The aim of this project is to address the association of ABS on dental plaque which can be applied in future studies and clinical applications. The association will use quantitative real-time PCR (qRT-PCR) to determine the amount of ABS relative to the total bacteria in a sample. The assertions made will be corroborated by using tests on model biofilms on calcium hydroxyapatite discs (HA).
Background and significance
Alpha amylase is not only the most abundant in saliva and its function is to catalyze the hydrolysis of starch into substances that can be utilized by the body. It breaks down starch into glucose, maltose, maltotriose and maltodextrins. However, the amylase adheres to several species of oral commensal streptococci such as Streptococcus gordonii, Streptococcus australis, Streptococcus salivarius, Streptococcus mitis, , Streptococcus cristatus and Streptococcus sanguinis. The adhesion is reliant on an in-vitro amylace-ligand binding phenomenon. In its structure, ABS possesses membrane proteins which attach the amylase to the bacterial cell surface called Amylase-Binding Proteins (ABPs) of which the most studied ABP is called Amylace Binding Protein A (AbpA). In particular, the AbpA of the S. gordonii which is an early colonizing bacterium in dental plaque interacts with the salivary amylase and it may lead to the formation of dental plaque.
Previous studies have suggested that the ABS evolutionary adjusted itself to the conditions in the mouth as well as the increased starchy diets common to many people. The ABS does this using the amylase in the salivary pellicle which acts as an adhesion (receptor) in order to enhance the action of bacteria on mucus and starch to form plaque. Amylase forms naturally as a constituent of the complex glycoproteinacious pellicle which forms on cleaned teeth. The pellicle (thin protective membrane) is the surface on which dental plaque forms. The formation of dental plaque leads to the increment in the ABS as well as the secondary colonizing bacteria. The colonizing bacteria in turn release metabolic by-products which when combined with the plaque lead to various oral problems such as inflammation, dental caries, periodontitis and gingivitis. Going by the results if previous studies, there is a heavy association between salivary amylase and the subsequent ABS expression of AbpA. Apparently, the higher the level of salivary amylase, the more the ABS attaches itself to teeth surfaces leading to formation of more plaque.

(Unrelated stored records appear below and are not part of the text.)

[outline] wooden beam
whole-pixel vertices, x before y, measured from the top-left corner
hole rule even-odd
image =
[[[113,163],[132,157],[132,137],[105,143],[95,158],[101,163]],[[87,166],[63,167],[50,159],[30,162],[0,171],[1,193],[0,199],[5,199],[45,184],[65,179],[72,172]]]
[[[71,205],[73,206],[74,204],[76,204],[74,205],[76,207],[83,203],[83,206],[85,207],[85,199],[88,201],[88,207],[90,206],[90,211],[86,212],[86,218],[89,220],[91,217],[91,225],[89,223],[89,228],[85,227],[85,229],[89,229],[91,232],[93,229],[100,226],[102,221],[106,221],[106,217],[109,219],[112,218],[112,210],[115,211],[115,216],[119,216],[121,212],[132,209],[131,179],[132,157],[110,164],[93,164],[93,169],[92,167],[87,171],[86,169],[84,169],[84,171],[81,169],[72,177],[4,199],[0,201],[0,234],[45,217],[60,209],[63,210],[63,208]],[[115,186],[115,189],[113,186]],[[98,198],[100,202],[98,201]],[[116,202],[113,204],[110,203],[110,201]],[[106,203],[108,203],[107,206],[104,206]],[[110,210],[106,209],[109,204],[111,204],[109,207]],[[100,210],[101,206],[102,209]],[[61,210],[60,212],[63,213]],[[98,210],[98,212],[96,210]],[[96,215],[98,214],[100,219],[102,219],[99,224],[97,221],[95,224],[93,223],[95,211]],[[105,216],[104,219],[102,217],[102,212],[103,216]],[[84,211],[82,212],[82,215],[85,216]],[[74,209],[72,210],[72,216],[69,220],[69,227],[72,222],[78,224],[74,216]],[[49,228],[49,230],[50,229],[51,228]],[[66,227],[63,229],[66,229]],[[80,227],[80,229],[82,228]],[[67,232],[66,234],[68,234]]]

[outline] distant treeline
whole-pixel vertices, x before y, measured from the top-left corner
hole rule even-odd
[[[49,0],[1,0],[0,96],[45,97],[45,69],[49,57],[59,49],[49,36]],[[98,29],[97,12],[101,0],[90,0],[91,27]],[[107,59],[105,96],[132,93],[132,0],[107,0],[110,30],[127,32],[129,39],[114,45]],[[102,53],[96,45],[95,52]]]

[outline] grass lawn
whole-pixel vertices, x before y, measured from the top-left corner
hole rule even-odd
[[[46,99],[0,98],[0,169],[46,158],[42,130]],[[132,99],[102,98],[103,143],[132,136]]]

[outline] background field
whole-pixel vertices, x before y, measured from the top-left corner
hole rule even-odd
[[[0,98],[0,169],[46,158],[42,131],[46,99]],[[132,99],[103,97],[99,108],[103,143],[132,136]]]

Preliminary Studies/ Progress Report
There are numerous studies going on in to research the issue of salivary amylase and the formation of dental plaque. One of these happens at Dr. Scannapieco’s laboratory where they are investigating the evolution of ABS. The study shows that a screen of the supernatants of 76 strains representing 13 streptococcal species detected several ABPs. Six of the species contained AbpA-like proteins based on the in-vitro amylase-binding phenomenon discussed earlier. The study showed AbpA-like sequences that varied in size from 20 to 30kDa. The study has sequenced (DNA-seq), assembled and annotated the genomes of 18 strains that represent the streptococcal species. At least five different N-terminal consensus sequences for genes encoding AbpA-like proteins have been identified out of the genomic sequences. It has also been established that besides streptococci, there is no other bacterial species that possesses AbpA. Going forward, the study will make use of the consensus consequences as a basis to design primers to detect ABS to be used in qRT-PCR.